Раздел 3. Существует ли природный страх?

С третьим, дело обстоит следующим образом.

Возражение 1. Кажется, что природный страх существует. Так, Дамаскин говорит: «Есть природный страх, когда душа не хочет разлучиться с телом»11.

Возражение 2. Далее, как уже было сказано (2), страх является следствием любви. Но, как указывает Дионисий, природная любовь существует 12. Следовательно, существует и природный страх.

Возражение 3. Далее, как было показано выше (40, 4), страх противоположен надежде. Но природная надежда существует, каковой вывод с очевидностью следует из сказанного [в Писании] об Аврааме, что он «сверх надежды» природной «поверил с надеждою» на благодать (Рим. 4, 18). Следовательно, существует и природный страх.

Этому противоречит следующее: природное общо всему, как живому, так и неодушевленному. Но неодушевленное не испытывает страха. Следовательно, нет никакого природного страха.

Отвечаю: движение называют природным постольку, поскольку к нему склонна природа, а это может происходить двояко. Во-первых, так, что оно полностью подчинено природе без какого то бы ни было участия схватывающей способности; таким, например, является природное восходящее движение огня и природное движение роста животных и растений. Во-вторых, о движении говорят как о природном также и в том случае, когда при наличии склонности к нему природы оно происходит исключительно благодаря схватывающей способности (ведь, как уже было сказано (10, 1), движения познавательной и желающей способностей возводятся к природе как к своему первому началу). При подобном подходе даже о таких действиях схватывающей способности, как мышление, ощущение и память, а наравне с ними и о движениях животного желания в некоторых случаях говорят как о природных.

В последнем случае можно согласиться с тем, что существует природный страх, который отличается от неприродного страха с точки зрения различия из объектов. В самом деле, как говорит Философ13, есть страх перед «злом уничтожения», от которого природа уклоняется вследствие своего природного желания быть, и такой страх принято полагать природным; а есть страх перед «злом страдания», которое противно не столько природе, сколько вожделению желания, и такой страх считается неприродным. В указанном смысле мы уже говорили ранее о том, что любовь, вожделения и удовольствия можно разделять на природные и неприродные (26, 1; 30, 3; 31, 7).

Если же слово «природное» брать в его первом значении, то тут следует иметь в виду, что о некоторых душевных страстях, а именно о любви, вожделении и надежде, иногда говорят как о природных, в то время как обо всех остальных — никогда.
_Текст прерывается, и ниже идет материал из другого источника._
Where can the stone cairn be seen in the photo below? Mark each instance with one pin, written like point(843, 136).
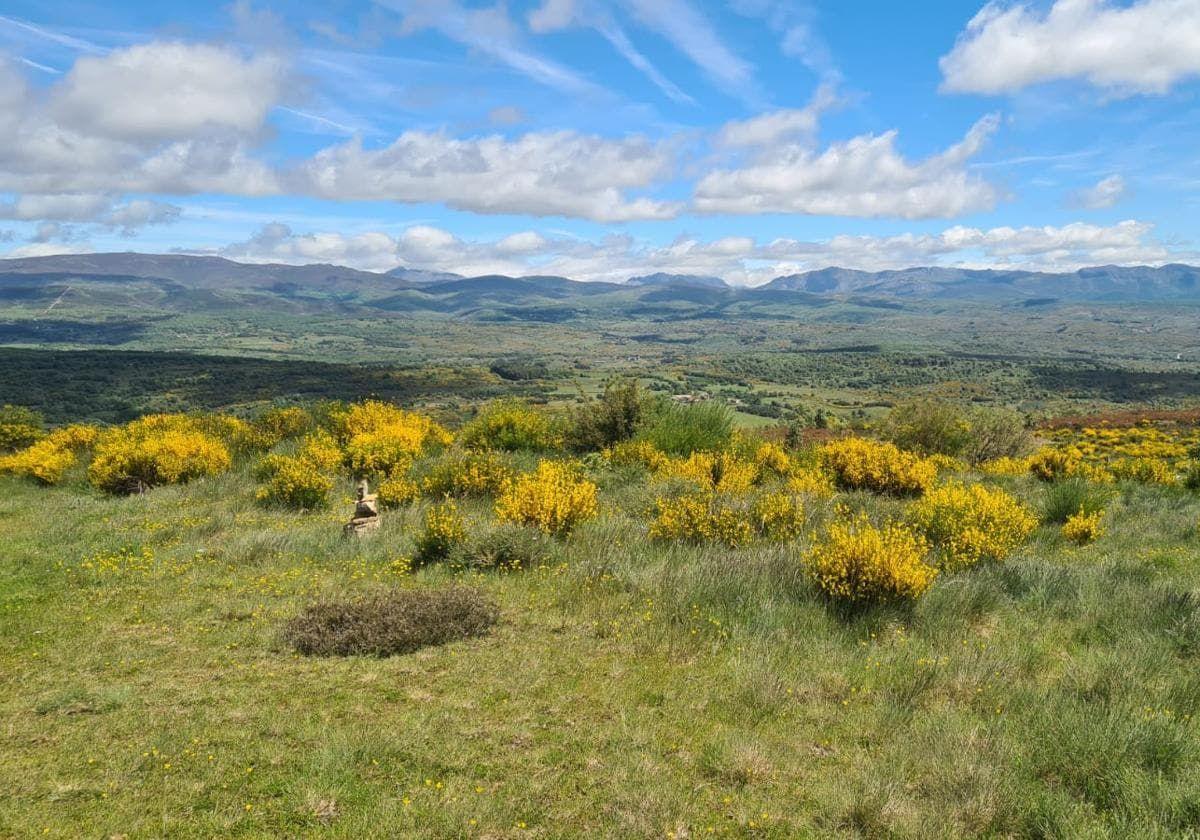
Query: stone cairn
point(366, 514)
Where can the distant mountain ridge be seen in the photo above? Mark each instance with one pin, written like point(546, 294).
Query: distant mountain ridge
point(663, 279)
point(437, 289)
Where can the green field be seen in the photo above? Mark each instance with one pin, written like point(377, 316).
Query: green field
point(631, 688)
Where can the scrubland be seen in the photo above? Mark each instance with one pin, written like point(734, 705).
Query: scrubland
point(631, 619)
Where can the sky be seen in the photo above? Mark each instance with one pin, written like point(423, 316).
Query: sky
point(605, 138)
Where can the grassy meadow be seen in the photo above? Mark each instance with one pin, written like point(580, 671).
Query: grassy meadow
point(634, 684)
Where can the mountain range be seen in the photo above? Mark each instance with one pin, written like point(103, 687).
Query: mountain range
point(178, 281)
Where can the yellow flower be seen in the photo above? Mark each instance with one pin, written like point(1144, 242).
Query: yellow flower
point(1084, 528)
point(155, 450)
point(858, 463)
point(857, 562)
point(553, 498)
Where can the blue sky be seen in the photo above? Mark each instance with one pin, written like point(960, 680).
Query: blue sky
point(603, 138)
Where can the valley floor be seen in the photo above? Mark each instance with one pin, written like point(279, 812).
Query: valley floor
point(629, 690)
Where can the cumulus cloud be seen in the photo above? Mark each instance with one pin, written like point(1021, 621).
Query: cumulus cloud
point(167, 91)
point(154, 118)
point(540, 174)
point(185, 119)
point(739, 259)
point(1141, 48)
point(1108, 192)
point(862, 177)
point(787, 124)
point(95, 208)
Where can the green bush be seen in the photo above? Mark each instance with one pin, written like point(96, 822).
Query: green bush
point(509, 547)
point(390, 623)
point(1192, 475)
point(511, 426)
point(997, 433)
point(19, 427)
point(683, 430)
point(928, 426)
point(1071, 496)
point(937, 427)
point(609, 419)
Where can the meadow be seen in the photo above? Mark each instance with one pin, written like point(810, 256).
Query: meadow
point(941, 624)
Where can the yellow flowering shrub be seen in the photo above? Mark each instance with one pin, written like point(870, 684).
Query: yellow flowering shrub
point(810, 481)
point(637, 454)
point(397, 491)
point(1006, 466)
point(772, 460)
point(718, 472)
point(1083, 527)
point(778, 517)
point(468, 474)
point(511, 425)
point(858, 463)
point(238, 435)
point(443, 532)
point(855, 561)
point(553, 498)
point(971, 523)
point(381, 438)
point(155, 450)
point(700, 517)
point(48, 460)
point(300, 480)
point(294, 483)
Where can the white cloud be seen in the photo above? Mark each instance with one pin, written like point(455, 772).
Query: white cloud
point(789, 124)
point(167, 91)
point(738, 259)
point(507, 115)
point(540, 174)
point(528, 241)
point(156, 118)
point(862, 177)
point(1144, 48)
point(1108, 192)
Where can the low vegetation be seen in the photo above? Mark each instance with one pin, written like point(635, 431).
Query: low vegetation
point(694, 630)
point(390, 623)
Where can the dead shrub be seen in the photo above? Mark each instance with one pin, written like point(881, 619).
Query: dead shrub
point(390, 623)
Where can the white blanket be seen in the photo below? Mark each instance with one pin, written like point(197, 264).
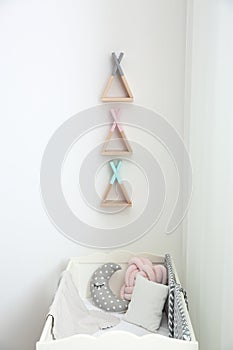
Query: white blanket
point(70, 315)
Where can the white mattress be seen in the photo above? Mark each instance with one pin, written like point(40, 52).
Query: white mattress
point(129, 327)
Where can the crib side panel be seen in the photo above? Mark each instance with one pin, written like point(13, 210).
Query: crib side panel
point(116, 341)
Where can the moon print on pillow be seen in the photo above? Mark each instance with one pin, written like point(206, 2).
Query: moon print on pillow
point(101, 293)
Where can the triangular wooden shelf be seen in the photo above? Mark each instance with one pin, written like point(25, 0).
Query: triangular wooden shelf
point(116, 203)
point(117, 69)
point(115, 152)
point(116, 178)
Причина этого состоит в том, что любовь и ненависть, равно как и вожделение и неприятие, подразумевают некоторую склонность стремиться к благу или избегать зла, каковая склонность обнаруживается также и в природном желании. Поэтому существует природная любовь и, кроме того, можно говорить о природном вожделении и надежде как о том, что обнаруживается даже в лишенных познания природных вещах. С другой стороны, прочие душевные страсти указывают на некоторые движения, для которых одной только природной склонности не достаточно. Это связано либо с тем, что для таких страстей сущностно необходимо ощущение или познание (так, необходимым условием удовольствия и страдания, как было показано выше (31, 1,3; 35, 1), является схватывание, по каковой причине о лишенных познания вещах нельзя говорить как об испытывающих удовольствие или страдание), либо же с тем, что такого рода движения противны самой природе естественной склонности (так, например, когда отчаяние увлекает от блага в связи с его труднодоступностью или страх обусловливает сокращение вследствие отвержения противоположного зла, оба указанные движения противны естественной склонности). Поэтому подобные страсти никоим образом нельзя усваивать неодушевленным вещам.

Из сказанного очевидны ответы на все возражения.